“Oh, papa! if you talk in that way I must, I must,” and she burst into tears.
Sir Jasper bent over her and gave her a kiss-a kiss that from him was something to remember. It was late, and summonses to a hurried meal were ringing through Beechcroft Cottage, where the Clipstone party waited to see the illuminations.
Talk was eager between the sellers and the sailors as Valetta described the two parties, the fate of the Indian screen, and the misconduct of Cockneys in their launches were discussed by many a voice, but Gillian was unwontedly silent. Her mother had no time for more than a kiss before the shouts of Wilfred, Fergus, and Primrose warned them that the illuminations were beginning. She could only catch Mysie, and beg her to keep the younger ones away from Gillian and the Captain. Mysie opened her brown eyes wide and said-
“Oh!” Then, “Is it really?”
“Really, my dear, and remember that it is his last evening!”
“Oh!” said Mysie again. “I never thought it of Gill! May I tell Valetta?”
“Better not, my dear, if it can be helped.”
A screaming for Gill was heard, and Mysie hastened to answer it. Lady Merrifield was too much tired to do anything but sit in the garden with Miss Mohun and look out at the ships, glittering with festoons of coloured lamps, reflected in the sea, but the young people went further afield, out on the cliff path to Rotherwood Park.
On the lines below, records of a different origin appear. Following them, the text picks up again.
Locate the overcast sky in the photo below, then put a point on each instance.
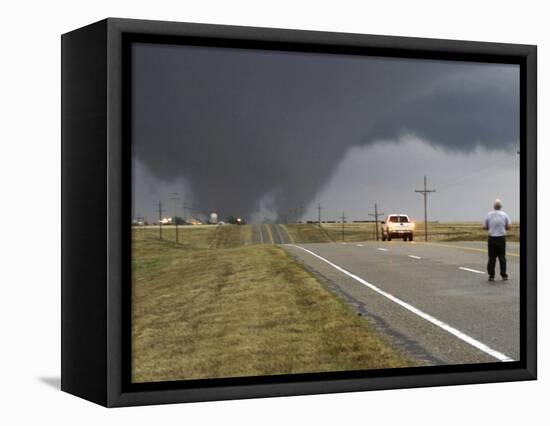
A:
(265, 134)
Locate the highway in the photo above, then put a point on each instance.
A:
(432, 300)
(270, 234)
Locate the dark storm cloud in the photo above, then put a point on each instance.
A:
(240, 125)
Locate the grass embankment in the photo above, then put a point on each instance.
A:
(352, 231)
(204, 312)
(308, 233)
(460, 231)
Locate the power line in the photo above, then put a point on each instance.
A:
(425, 192)
(376, 214)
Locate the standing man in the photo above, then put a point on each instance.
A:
(497, 223)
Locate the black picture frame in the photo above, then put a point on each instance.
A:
(95, 184)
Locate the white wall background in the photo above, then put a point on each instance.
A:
(30, 213)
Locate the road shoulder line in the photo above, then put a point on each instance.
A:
(457, 333)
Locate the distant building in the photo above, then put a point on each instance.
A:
(194, 221)
(138, 221)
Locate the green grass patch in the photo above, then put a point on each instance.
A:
(200, 312)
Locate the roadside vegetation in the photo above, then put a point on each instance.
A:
(214, 306)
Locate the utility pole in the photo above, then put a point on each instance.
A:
(185, 208)
(425, 192)
(376, 215)
(343, 217)
(175, 198)
(160, 219)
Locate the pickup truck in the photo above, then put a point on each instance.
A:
(397, 226)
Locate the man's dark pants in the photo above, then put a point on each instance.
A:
(497, 248)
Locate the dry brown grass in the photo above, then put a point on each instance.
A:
(307, 233)
(200, 312)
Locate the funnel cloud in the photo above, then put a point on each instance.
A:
(259, 133)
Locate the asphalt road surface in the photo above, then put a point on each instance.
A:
(271, 234)
(432, 299)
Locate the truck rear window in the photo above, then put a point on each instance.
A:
(399, 219)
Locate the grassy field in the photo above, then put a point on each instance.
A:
(216, 306)
(308, 233)
(437, 231)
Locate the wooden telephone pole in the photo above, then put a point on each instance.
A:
(425, 192)
(376, 214)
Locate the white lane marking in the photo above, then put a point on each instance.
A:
(471, 270)
(457, 333)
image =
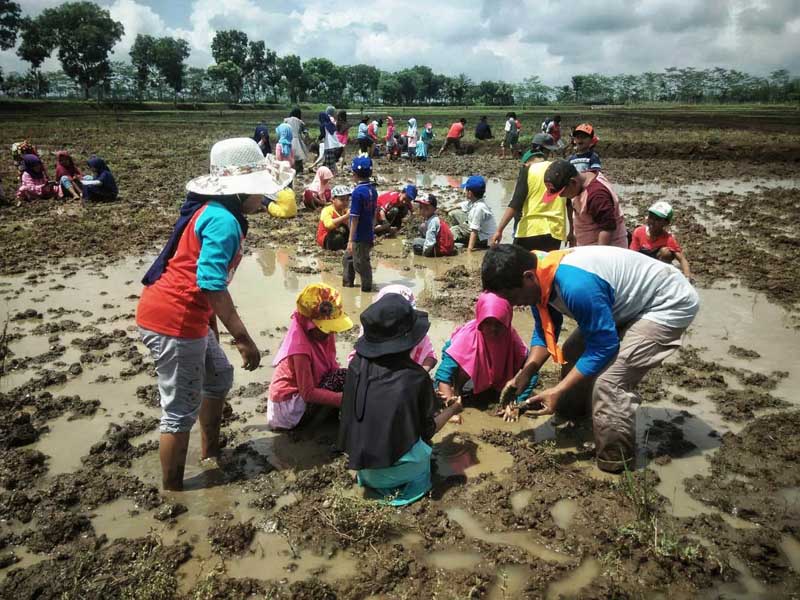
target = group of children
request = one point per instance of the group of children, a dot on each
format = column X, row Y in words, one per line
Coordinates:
column 389, row 407
column 69, row 181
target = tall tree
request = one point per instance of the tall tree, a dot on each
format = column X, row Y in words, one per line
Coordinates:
column 293, row 73
column 36, row 46
column 229, row 49
column 170, row 55
column 262, row 69
column 10, row 22
column 84, row 34
column 363, row 82
column 324, row 80
column 143, row 60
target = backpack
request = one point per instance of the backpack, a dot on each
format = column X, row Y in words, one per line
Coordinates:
column 445, row 242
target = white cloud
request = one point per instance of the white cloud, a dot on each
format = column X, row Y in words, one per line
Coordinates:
column 487, row 39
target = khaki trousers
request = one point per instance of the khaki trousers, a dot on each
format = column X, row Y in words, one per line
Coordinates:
column 611, row 394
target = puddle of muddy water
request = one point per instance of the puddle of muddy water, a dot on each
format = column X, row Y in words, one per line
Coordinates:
column 473, row 528
column 453, row 560
column 563, row 512
column 573, row 583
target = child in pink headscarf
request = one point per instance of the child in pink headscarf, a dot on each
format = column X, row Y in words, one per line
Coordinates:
column 486, row 351
column 423, row 353
column 318, row 192
column 306, row 370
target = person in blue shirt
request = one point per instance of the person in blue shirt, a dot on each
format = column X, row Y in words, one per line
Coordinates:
column 261, row 136
column 584, row 139
column 631, row 311
column 363, row 206
column 100, row 186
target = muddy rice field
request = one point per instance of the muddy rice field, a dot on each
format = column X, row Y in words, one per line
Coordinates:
column 518, row 510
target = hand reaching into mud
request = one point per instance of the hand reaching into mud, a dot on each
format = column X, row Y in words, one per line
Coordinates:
column 549, row 400
column 251, row 357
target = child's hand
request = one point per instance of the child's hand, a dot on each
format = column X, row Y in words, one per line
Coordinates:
column 251, row 356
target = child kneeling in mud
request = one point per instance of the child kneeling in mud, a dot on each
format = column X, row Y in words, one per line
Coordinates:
column 437, row 239
column 306, row 370
column 655, row 240
column 332, row 231
column 387, row 418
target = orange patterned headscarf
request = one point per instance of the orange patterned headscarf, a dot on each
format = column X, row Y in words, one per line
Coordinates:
column 546, row 265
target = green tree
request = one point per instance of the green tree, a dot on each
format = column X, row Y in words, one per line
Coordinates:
column 389, row 89
column 324, row 80
column 35, row 47
column 230, row 75
column 10, row 22
column 169, row 55
column 229, row 49
column 143, row 58
column 262, row 69
column 293, row 74
column 84, row 34
column 363, row 82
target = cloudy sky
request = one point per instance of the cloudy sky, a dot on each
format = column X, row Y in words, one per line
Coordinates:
column 486, row 39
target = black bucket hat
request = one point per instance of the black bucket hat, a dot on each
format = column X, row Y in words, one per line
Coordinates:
column 391, row 326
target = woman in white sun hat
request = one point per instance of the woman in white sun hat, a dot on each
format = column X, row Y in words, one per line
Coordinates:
column 186, row 289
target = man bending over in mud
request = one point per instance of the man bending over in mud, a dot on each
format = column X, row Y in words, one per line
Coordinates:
column 631, row 312
column 186, row 289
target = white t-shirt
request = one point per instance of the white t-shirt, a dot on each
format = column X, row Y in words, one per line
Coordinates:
column 480, row 218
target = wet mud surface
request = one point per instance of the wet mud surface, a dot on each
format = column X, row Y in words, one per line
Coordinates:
column 517, row 510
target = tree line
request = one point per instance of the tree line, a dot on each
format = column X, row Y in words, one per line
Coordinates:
column 246, row 70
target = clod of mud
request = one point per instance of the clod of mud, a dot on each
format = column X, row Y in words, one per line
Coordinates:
column 115, row 448
column 140, row 568
column 739, row 405
column 230, row 539
column 739, row 352
column 19, row 467
column 169, row 511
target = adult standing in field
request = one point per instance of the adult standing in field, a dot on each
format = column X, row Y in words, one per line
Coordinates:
column 553, row 127
column 511, row 136
column 186, row 290
column 261, row 136
column 342, row 133
column 330, row 146
column 482, row 129
column 631, row 311
column 454, row 135
column 299, row 131
column 597, row 217
column 540, row 225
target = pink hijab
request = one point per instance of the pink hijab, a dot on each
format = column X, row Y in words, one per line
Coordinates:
column 321, row 354
column 321, row 179
column 490, row 363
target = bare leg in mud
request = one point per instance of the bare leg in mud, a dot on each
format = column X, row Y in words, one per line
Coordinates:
column 210, row 421
column 172, row 450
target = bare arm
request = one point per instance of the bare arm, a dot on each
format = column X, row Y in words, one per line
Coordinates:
column 222, row 305
column 473, row 240
column 687, row 272
column 508, row 214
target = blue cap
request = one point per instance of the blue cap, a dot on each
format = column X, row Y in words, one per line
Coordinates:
column 474, row 183
column 362, row 165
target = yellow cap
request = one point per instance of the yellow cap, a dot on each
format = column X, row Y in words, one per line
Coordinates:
column 323, row 305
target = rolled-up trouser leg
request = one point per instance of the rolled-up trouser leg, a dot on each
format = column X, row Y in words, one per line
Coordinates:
column 577, row 401
column 643, row 346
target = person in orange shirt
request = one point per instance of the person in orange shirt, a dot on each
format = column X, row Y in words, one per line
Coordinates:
column 454, row 136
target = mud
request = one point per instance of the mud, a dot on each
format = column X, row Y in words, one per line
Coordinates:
column 517, row 510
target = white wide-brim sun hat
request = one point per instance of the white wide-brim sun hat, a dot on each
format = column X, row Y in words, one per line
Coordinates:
column 238, row 167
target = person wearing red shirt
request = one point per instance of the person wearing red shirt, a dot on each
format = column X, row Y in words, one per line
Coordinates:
column 393, row 207
column 655, row 240
column 454, row 136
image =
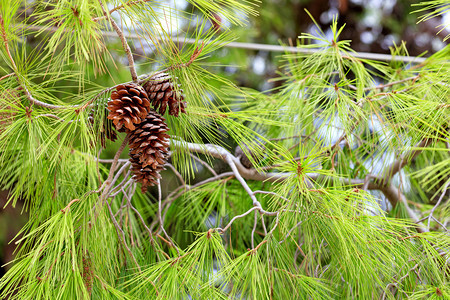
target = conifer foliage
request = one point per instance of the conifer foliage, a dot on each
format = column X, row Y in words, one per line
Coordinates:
column 338, row 187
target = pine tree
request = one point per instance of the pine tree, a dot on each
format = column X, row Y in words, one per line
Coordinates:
column 344, row 192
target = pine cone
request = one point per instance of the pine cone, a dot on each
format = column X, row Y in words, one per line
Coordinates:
column 104, row 128
column 161, row 93
column 149, row 149
column 129, row 105
column 245, row 161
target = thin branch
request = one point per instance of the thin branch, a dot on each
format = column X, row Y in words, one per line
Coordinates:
column 204, row 163
column 394, row 196
column 121, row 236
column 220, row 230
column 175, row 171
column 260, row 47
column 125, row 45
column 397, row 165
column 7, row 75
column 444, row 191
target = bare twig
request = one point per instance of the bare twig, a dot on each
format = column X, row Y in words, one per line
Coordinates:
column 261, row 47
column 121, row 236
column 220, row 230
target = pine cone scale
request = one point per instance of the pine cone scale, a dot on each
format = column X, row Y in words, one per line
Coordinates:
column 149, row 149
column 162, row 94
column 129, row 106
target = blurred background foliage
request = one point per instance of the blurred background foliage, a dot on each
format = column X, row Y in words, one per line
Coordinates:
column 371, row 25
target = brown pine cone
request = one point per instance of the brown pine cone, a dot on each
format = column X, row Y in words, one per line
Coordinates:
column 149, row 146
column 129, row 105
column 103, row 128
column 161, row 93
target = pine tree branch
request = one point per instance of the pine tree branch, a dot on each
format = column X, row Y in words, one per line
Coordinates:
column 16, row 72
column 397, row 165
column 125, row 45
column 395, row 196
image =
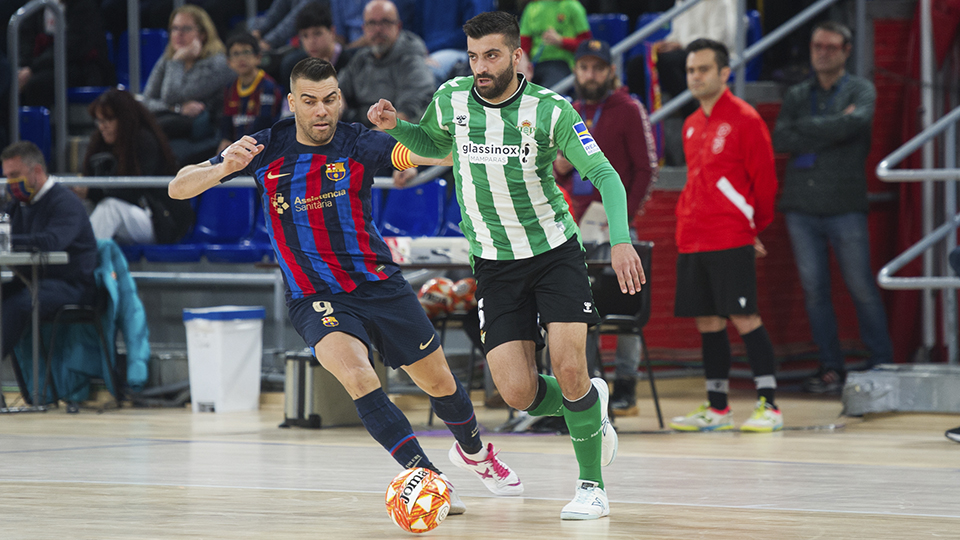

The populace were mainly collected on the quay, and this formed a more select promenade, though by no means absolute solitude. Sir Jasper really did keep guard over the path along which Gillian allowed her Captain to conduct her, not exactly knowing which way they were going, and quite away from the bay and all its attractions.
She heard him out without any of the sharp, impatient answers in which her maiden coyness was wont to disguise itself, as he told her of his hopes and plans for the time when his three years of the Mediterranean should be over.
“And you see you can go on studying all the time, if you must be so clever.”
“I think one ought to make the most of oneself, just as you want to rise in your profession! No, indeed, I could not bear you if you wanted me to sit down and idle, or to dawdle yourself.”
“Don’t grow too clever for me.”
“Mother always says that a real man has stuff in him that is quite different from cleverness, and yet I could not bear to give that up. I am so glad you don’t mind.”
“Mind! I mind nothing but to know you are caring for me. And you will write to me?”
“I shan’t know what to say. You will tell of volcanoes, and Athens, and Constantinople, and Egypt, and the Holy Land, and I shall have nothing to say but who lectures in college.”
“Little you know what that will be to me.”
It was a curious sensation all the time to Gillian, with a dawning sense that was hardly yet love-she was afraid of that-but of something good and brave and worthy that had become hers. She had felt something analogous when the big deer-hound at Stokesley came and put his head upon her lap. But the hound showed himself grateful for caresses, and so did her present giant when the road grew rough, and she let him draw her arm into his and talk to her.